Byung-Chul Han y el retroceso ante lo real

Respuesta a “La emergencia viral y el mundo de mañana”,
artículo de Byung-Chul Han aparecido en el diario El País el 22/03/2020.

por Esteban Montenegro y Francisco Mazzucco

Byung-Chul Han es un gran paisajista. Pinta interesantes cuadros de nuestra época. Le va muy bien, efectivamente, cuando trata los temas a distancia y puede subsumir los detalles en grandes conceptos marco que ofrecen una seducción explicativa al lector.
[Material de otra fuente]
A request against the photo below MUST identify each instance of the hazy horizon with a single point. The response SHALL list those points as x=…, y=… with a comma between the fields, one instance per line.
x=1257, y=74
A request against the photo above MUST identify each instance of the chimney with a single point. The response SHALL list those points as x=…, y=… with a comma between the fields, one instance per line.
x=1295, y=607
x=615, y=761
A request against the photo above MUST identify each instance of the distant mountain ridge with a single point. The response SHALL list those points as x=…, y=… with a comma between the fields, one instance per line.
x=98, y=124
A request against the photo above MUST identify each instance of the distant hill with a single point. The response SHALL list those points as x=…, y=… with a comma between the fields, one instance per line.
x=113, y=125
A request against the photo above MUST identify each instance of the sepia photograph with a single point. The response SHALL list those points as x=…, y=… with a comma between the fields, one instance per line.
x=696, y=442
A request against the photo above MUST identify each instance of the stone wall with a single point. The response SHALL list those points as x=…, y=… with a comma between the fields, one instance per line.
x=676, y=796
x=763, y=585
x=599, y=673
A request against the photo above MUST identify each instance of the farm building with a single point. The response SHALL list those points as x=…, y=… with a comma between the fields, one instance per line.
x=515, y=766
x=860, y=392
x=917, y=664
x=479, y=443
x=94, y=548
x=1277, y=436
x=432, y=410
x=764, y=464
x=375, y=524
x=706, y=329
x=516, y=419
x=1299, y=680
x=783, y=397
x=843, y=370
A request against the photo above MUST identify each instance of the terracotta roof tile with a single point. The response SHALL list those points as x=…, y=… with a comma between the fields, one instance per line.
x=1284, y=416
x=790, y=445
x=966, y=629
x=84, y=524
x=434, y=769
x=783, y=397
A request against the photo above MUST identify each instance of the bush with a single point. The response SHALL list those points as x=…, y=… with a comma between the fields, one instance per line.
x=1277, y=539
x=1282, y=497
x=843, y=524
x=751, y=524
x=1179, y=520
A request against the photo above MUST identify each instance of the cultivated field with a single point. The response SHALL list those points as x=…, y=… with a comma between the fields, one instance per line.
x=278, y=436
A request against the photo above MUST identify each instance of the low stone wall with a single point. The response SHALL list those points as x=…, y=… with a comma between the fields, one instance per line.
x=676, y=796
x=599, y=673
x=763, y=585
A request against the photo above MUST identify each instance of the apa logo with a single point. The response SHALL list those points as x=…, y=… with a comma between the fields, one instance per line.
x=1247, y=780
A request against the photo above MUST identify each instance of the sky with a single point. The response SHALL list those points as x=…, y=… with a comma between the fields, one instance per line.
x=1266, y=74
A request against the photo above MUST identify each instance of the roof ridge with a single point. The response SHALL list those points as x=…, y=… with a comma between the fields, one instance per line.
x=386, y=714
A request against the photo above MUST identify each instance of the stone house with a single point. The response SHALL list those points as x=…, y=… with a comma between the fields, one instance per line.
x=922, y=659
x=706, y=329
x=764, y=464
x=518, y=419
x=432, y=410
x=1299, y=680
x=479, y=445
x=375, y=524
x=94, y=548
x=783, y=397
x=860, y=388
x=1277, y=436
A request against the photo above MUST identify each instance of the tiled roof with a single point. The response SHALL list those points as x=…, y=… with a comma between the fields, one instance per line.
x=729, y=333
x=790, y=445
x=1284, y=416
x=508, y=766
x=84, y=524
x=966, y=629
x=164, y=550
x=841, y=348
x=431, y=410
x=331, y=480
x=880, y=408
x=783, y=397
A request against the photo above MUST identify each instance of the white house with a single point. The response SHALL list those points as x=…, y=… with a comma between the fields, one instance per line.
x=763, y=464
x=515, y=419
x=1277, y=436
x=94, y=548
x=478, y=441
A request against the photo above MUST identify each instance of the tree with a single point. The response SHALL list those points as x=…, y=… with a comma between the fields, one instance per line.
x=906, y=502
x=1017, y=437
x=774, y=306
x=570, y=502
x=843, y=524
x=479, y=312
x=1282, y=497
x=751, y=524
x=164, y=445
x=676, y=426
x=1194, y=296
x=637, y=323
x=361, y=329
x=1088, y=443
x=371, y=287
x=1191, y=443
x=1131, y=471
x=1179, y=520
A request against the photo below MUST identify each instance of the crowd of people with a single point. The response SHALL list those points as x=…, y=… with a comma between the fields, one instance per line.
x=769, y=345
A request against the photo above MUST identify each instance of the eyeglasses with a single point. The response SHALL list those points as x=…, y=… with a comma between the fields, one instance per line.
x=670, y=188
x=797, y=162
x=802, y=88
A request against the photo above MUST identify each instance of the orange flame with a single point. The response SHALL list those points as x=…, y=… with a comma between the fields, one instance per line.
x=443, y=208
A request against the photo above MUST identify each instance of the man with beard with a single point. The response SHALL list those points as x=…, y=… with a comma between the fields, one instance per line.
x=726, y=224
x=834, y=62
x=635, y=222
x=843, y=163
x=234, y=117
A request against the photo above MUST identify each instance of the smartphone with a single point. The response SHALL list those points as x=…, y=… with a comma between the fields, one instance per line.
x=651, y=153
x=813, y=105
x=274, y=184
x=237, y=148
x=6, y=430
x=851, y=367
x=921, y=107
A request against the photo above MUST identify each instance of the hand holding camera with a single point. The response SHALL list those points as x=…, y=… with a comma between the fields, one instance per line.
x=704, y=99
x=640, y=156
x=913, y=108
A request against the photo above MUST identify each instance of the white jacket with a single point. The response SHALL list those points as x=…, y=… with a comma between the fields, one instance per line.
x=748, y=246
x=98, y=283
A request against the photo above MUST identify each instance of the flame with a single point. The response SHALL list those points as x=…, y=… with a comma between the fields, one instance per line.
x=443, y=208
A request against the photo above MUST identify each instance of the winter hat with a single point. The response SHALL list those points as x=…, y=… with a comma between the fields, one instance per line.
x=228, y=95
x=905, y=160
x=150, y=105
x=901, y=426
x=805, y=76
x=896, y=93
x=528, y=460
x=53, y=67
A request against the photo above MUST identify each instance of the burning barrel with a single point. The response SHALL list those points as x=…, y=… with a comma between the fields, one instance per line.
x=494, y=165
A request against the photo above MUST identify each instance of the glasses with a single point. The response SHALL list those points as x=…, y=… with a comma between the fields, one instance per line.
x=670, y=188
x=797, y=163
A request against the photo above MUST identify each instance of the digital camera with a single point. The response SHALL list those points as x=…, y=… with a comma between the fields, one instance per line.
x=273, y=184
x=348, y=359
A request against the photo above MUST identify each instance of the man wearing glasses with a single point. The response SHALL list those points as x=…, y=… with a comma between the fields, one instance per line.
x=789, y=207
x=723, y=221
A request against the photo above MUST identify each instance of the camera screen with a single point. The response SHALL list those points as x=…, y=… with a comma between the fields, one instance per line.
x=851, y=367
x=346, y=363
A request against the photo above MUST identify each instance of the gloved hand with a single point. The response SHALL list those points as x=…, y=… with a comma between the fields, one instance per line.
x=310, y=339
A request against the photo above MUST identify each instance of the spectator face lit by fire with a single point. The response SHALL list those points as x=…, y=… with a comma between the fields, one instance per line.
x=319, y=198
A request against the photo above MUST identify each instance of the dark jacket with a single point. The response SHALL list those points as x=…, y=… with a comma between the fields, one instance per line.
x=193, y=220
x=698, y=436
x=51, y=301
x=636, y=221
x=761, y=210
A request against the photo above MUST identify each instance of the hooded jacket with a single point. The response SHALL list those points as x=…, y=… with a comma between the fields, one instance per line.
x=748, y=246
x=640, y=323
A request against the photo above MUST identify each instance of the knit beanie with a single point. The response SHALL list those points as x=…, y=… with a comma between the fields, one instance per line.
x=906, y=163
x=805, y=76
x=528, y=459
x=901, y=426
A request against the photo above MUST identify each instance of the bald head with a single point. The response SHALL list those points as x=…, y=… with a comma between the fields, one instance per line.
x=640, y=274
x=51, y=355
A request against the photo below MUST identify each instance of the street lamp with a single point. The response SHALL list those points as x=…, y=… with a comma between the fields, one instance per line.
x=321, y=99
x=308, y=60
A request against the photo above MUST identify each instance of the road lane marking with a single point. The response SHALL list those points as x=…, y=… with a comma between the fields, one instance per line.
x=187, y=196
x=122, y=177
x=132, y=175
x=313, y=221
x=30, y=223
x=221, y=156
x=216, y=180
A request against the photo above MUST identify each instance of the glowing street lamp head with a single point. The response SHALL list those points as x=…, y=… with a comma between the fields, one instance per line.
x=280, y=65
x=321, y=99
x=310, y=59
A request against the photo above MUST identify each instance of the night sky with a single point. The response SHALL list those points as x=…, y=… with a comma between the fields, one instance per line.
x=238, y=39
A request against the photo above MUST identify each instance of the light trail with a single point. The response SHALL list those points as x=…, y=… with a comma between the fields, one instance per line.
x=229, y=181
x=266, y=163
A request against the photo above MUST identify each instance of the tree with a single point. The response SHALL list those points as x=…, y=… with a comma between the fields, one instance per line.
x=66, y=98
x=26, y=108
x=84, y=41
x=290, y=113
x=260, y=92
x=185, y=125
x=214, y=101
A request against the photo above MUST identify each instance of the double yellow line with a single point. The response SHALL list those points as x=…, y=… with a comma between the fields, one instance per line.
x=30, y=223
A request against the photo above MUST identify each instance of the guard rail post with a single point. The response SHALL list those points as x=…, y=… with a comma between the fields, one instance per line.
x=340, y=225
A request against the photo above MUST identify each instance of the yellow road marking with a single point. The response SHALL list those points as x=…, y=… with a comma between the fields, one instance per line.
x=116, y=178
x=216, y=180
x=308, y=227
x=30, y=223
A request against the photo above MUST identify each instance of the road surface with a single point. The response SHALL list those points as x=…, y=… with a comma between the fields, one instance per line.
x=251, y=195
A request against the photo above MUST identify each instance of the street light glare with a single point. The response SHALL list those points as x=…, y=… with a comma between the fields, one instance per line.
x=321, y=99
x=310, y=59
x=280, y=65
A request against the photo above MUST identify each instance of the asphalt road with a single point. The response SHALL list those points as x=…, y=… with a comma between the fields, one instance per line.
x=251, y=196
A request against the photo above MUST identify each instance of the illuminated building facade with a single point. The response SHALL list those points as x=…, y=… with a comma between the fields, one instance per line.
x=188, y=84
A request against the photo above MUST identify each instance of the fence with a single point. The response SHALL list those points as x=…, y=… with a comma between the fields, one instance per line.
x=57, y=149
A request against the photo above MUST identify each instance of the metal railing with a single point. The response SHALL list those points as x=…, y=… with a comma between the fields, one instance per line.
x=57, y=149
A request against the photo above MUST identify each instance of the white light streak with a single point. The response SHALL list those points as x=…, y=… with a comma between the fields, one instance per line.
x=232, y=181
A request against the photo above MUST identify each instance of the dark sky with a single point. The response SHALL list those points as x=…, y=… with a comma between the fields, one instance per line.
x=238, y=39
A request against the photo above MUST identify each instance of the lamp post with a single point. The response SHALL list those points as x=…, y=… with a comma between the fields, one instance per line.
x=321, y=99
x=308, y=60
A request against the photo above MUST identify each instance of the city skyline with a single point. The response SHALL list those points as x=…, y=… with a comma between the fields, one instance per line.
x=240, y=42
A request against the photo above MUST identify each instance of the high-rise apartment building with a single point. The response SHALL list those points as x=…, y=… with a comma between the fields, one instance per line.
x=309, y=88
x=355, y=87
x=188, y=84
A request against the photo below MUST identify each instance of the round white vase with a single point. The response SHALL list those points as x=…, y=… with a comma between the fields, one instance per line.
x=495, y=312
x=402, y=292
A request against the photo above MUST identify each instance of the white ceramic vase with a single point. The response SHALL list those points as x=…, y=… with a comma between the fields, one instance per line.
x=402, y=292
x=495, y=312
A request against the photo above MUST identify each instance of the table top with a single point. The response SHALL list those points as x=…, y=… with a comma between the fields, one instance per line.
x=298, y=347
Pero ante la irrupción de lo real y la necesidad de imbuir sus originales caracterizaciones sociológicas de sustancia filosófico-política, el autor muestra la tela de la que está hecho. Por algo es aplaudido en Occidente: ¿a qué época no le gusta que le hablen de sí misma y le cuenten todo acerca de sí? ¿y qué mejor para la falsa conciencia liberal occidental que esta aproximación se diga «crítica»?

El principal argumento de Byung-Chul Han en su artículo sobre el Covid-19 es que los países asiáticos y los occidentales presentan diferencias de fondo que explican el éxito de unos y el fracaso de otros a la hora de contener la pandemia en curso: su tradición cultural, su aproximación al concepto de soberanía, y la actitud del Estado ante la libertad individual y la privacidad.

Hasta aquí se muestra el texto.